= Richard Cudmore =

English instrumentalist and composer

Richard Cudmore (1787 – 29 December 1840) was an English musician. Primarily a violinist, he also played cello and piano, and was a composer.

==Life==
Cudmore was born in Chichester in 1787. He developed a talent for music at a very early age. His first instructor was James Forgett, a local organist, under whom he learnt the violin, acquiring such proficiency that at the age of nine he played a solo at a concert in Chichester. About 1797 he was placed under Joseph Reinagle, and shortly afterwards became a pupil of Johann Peter Salomon, with whom he studied the violin for two years. In 1799 he led the band at the Chichester theatre, and in the same year was engaged as a first violin in the orchestra at Italian Opera in London.

He returned soon afterwards to Chichester, where he remained until 1808; in that year he moved to London, studied the piano under Joseph Woelfl, and appeared as a solo pianist and violinist at the principal concerts. He also became a member of the Philharmonic Society orchestra. Shortly afterwards Cudmore settled in Manchester, where for many years he led the Gentlemen's Concerts. He was also often engaged at Liverpool, where on one occasion he played at a concert a violin concerto by Pierre Rode, a piano concerto by Friedrich Kalkbrenner and a cello concerto by Giacobbe Cervetto.

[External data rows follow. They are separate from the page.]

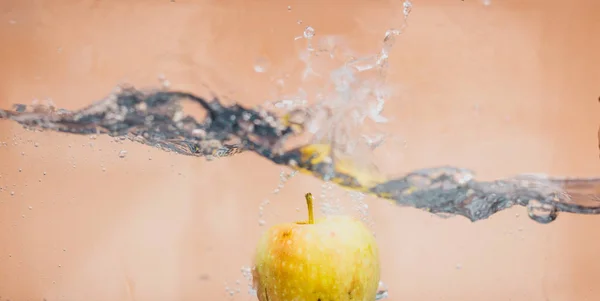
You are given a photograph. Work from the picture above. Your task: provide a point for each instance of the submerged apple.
(332, 259)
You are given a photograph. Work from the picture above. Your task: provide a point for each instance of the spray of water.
(341, 113)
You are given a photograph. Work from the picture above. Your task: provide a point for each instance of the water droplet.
(309, 32)
(261, 65)
(382, 292)
(541, 212)
(407, 8)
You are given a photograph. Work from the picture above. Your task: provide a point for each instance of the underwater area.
(146, 146)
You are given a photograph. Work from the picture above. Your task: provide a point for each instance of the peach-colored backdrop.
(502, 89)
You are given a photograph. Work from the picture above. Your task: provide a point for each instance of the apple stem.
(311, 217)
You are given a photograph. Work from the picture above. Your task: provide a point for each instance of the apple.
(335, 258)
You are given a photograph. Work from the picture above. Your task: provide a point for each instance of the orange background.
(502, 89)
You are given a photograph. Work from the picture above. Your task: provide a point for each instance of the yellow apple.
(332, 259)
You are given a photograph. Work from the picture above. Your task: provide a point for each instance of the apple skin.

He was known for his ability in sight-reading; he also was in some repute as a composer of concertos and other works, for his various instruments. His most notable work was an oratorio, The Martyr of Antioch, on Henry Milman's poem of the same name. Selections from this were performed at Birmingham and Manchester, and the work was published by subscription. Cudmore died at Wilton Street, Oxford Road, Manchester, on 29 December 1840. He left a widow and family.